The music video was released on 21 August 2017. It was set in Ibiza and directed by Phillip R Lopez. The video depicts the Ibiza's landscapes with dancers. Kiiara can be seen wandering outdoors on cobble-stone city streets of Ibiza Town with Dimitri Vegas & Like Mike staying on the top of the stone and watching over the town before leaving and walking on place with colored smoke in the night at the end of the video. David Guetta is absent in the video.

==Track listing==

Digital download
| No. | Title | Length |
|---|---|---|
| 1. | "Complicated" (featuring Kiiara; Dimitri Vegas & Like Mike vs.

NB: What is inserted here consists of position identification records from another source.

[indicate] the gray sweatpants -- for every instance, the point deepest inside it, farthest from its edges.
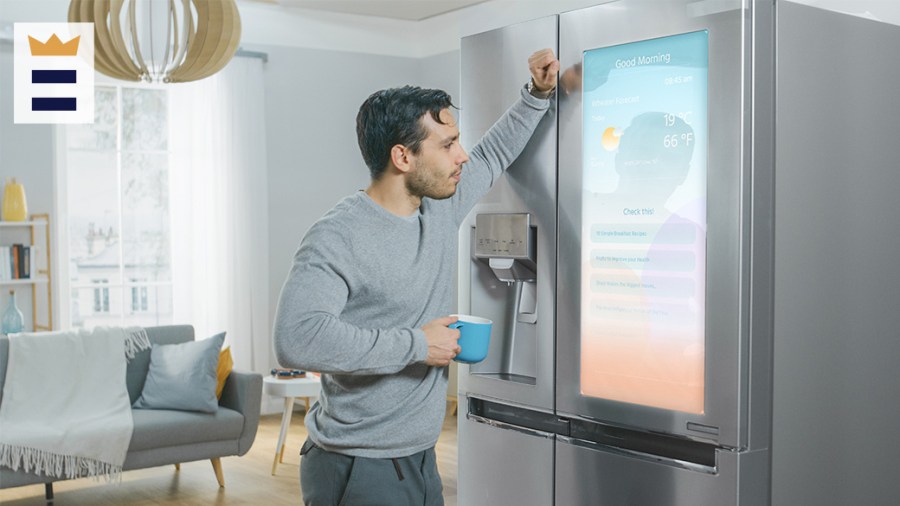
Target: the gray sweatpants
(332, 479)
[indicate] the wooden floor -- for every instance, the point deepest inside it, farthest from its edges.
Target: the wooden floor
(248, 479)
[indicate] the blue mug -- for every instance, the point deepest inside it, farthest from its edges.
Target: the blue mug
(474, 338)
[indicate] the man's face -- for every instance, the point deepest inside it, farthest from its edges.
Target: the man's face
(437, 167)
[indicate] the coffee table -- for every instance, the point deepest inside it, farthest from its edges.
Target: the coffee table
(290, 389)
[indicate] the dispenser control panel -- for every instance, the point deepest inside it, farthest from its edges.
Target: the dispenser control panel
(504, 236)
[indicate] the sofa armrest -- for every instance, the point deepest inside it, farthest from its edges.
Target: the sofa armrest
(243, 393)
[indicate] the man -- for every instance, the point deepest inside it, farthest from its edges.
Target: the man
(364, 301)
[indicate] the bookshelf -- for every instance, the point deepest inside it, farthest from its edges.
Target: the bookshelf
(34, 233)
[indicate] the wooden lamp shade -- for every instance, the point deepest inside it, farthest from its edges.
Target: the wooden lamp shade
(167, 41)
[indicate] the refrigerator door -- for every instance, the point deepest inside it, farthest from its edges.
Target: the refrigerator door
(515, 291)
(598, 475)
(652, 307)
(517, 472)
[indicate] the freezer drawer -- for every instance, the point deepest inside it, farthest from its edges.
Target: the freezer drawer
(602, 475)
(504, 465)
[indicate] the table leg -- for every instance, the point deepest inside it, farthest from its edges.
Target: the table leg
(285, 423)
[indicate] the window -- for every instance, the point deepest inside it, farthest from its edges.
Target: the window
(115, 211)
(101, 296)
(138, 296)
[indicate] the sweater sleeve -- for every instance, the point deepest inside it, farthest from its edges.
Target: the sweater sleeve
(309, 333)
(497, 150)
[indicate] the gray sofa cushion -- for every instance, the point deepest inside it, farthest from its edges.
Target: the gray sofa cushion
(183, 376)
(160, 428)
(136, 373)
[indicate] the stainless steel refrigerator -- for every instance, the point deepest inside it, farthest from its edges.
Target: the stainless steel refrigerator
(647, 333)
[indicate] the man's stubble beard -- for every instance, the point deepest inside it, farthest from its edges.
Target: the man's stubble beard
(421, 183)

David Guetta) | 3:04 |

Digital download – The Remixes Part 1
| No. | Title | Length |
|---|---|---|
| 1. | "Complicated" (featuring Kiiara; R3hab remix) | 2:28 |
| 2. | "Complicated" (featuring Kiiara; Tom Zanetti remix) | 4:36 |
| 3. | "Complicated" (featuring Kiiara; Diego Miranda & Wolfpack remix) | 4:10 |
| 4. | "Complicated" (featuring Kiiara; It's Different remix) | 2:33 |

Digital download – The Remixes Part 2
| No. | Title | Length |
|---|---|---|
| 1. | "Complicated" (featuring Kiiara; Robin Schulz remix) | 4:49 |
| 2. | "Complicated" (featuring Kiiara; Fareoh remix) | 2:57 |
| 3. | "Complicated" (featuring Kiiara; Brennan Heart remix) | 3:25 |

==Credits and personnel==
Credits adapted from Tidal.
- Dimitri Vegas & Like Mike – composition, production
- David Guetta – composition, production
- Kiiara – lyrics
- Angemi Antonino – composition, engineering
- Hailey Collier – lyrics
- Peter Hanna – lyrics
- Ethan Roberts – lyrics
- Miles Walker – mix engineering
- Andrew Bolooki – vocal production

==Charts==

===Weekly charts===

| Chart (2017) | Peak position |
|---|---|
| Austria (Ö3 Austria Top 40) | 51 |
| Belgium (Ultratop 50 Flanders) | 4 |
| Belgium Dance (Ultratop Flanders) | 1 |
| Belgium (Ultratop 50 Wallonia) | 6 |
| Belgium Dance (Ultratop Wallonia) | 2 |
| Czech Republic Singles Digital (ČNS IFPI) | 96 |
| Germany (GfK) | 77 |
| Netherlands (Dutch Top 40) | 22 |
| Netherlands (Mega Top 50) | 34 |
| Netherlands (Single Top 100) | 53 |
| Slovakia Singles Digital (ČNS IFPI) | 68 |
| Sweden (Sverigetopplistan) | 44 |
| Switzerland (Schweizer Hitparade) | 37 |
| US Dance Club Songs (Billboard) | 1 |
| US Hot Dance/Electronic Songs (Billboard) | 22 |

===Year-end charts===

| Chart (2017) | Position |
|---|---|
| Belgium (Ultratop Flanders) | 39 |
| Chart (2018) | Position |
| US Dance Club Songs (Billboard) | 31 |

==Certifications==

| Region | Certification | Certified units/sales |
| Belgium (BRMA) | Platinum | 20,000^{‡} |
| Germany (BVMI) | Gold | 200,000^{‡} |
| Netherlands (NVPI) | Platinum | 40,000^{‡} |
| Sweden (GLF) | Gold | 20,000^{‡} |
^{‡} Sales+streaming figures based on certification alone.